Case ID: so3d_216/html/0696-01.html
Source: Caselaw Access Project
Author: {"author": "PER CURIAM.", "license": "Public Domain", "url": "https://static.case.law/"}
Date Created: 2024-08-24T03:29:51.129683

Scottie D. LOWE, Appellant, v. STATE of Florida, Appellee.
    CASE NO. 1D16-1554
    District Court of Appeal of Florida, First District.
    Opinion filed April 4, 2017.
    Rehearing Denied May 17, 2017
    Scottie D. Lowe, pro se, Appellant.
    Pamela Jo Bondi, Attorney General, and Heather Flanagan Ross, Assistant Attorney General, Tallahassee, for Appellee.
   PER CURIAM.

Appellant Scottie D. Lowe filed a Florida Rule of Criminal Procedure 3.800(a) motion in which he argues that his original 2008 sentence for felony theft, a third-degree felony, was illegal because the trial court sentenced him' to 48 months of probation plus 18 months of inpatient treatment, which exceeded the five-year statutory maximum for this offense. In his second claim he asserts he is entitled to 254 days of jail credit.

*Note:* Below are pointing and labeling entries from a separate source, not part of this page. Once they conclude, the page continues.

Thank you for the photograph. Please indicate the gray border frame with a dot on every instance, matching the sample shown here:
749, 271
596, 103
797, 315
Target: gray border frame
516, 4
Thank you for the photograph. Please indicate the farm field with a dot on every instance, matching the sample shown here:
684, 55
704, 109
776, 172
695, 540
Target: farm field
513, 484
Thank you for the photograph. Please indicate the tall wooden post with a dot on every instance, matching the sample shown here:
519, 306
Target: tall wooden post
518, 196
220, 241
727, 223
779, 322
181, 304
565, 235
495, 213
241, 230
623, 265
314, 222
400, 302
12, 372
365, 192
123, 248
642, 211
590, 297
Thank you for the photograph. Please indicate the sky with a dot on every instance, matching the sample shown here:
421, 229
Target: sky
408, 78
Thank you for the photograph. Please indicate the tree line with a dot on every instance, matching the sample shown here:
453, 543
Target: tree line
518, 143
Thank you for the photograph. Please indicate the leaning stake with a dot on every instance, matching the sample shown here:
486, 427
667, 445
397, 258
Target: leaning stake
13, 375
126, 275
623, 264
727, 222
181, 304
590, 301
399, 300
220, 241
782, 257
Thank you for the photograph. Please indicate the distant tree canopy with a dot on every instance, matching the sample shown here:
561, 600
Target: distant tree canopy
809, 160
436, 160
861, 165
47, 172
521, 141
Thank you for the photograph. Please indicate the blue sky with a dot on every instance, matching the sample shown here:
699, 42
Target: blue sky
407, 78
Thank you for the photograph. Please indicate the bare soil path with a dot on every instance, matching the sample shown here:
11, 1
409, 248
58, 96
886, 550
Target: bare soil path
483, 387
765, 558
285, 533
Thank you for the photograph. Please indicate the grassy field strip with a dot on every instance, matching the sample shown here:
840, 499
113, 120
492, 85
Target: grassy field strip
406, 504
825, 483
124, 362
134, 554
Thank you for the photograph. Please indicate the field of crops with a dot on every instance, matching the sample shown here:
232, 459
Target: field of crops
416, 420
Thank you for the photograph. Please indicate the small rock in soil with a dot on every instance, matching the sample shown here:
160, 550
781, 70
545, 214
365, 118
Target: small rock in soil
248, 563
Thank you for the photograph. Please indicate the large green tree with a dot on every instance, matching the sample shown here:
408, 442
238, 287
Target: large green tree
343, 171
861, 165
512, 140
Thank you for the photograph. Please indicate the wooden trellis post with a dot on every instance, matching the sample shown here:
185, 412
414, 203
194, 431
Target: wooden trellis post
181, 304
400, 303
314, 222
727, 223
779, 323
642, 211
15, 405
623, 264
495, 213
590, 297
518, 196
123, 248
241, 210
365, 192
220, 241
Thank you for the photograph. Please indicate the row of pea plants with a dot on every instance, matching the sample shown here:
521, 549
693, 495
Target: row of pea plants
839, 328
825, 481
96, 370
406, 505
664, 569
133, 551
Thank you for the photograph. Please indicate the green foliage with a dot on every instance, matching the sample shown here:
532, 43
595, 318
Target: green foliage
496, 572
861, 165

The record indicates that the trial court imposed inpatient treatment as a condition of probation. See § 948.035, Fla. Stat. (2008) (allowing for imposition of inpatient treatment as a condition of probation). This probationary condition did not extend the 48-month term of probation, and thus this claim is meritless.

As to the second claim, Appellant asserts he was entitled to 254 days of jail credit. He needed to raise this claim pursuant to Florida Rule of Criminal Procedure 3.801, which affords a defendant a one-year period, measured from the date the sentence becomes final, in which to raise a jail credit claim, gee Fla. R. Crim. P. 3.801(b). Appellant’s sentence became final when this Court issued its mandate in the direct appeal, 1D13-4567, on June 2, 2015. Appellant filed the instant motion on January 22, 2016, and therefore his jail credit claim was timely under rule 3.801.

In response to this Court’s show cause order, the state replied that it could not show cause as to why Appellant should not be afforded the opportunity to file a facially sufficient rule 3.801 motion. We therefore affirm this appeal but without prejudice to Appellant filing a rule 3.801 motion within 60 days, raising the claim of entitlement to the 254 days of jail credit.

AFFIRMED.

WOLF, RAY, and MAKAR, JJ., CONCUR. 
      
       Subsection (e) of rule 3.801 incorporates five subsections of rule 3.850. One of those subsections, 3.850(f)(2), allows for the filing of an amended motion within 60 days when a defendant submits a timely but facially insufficient motion.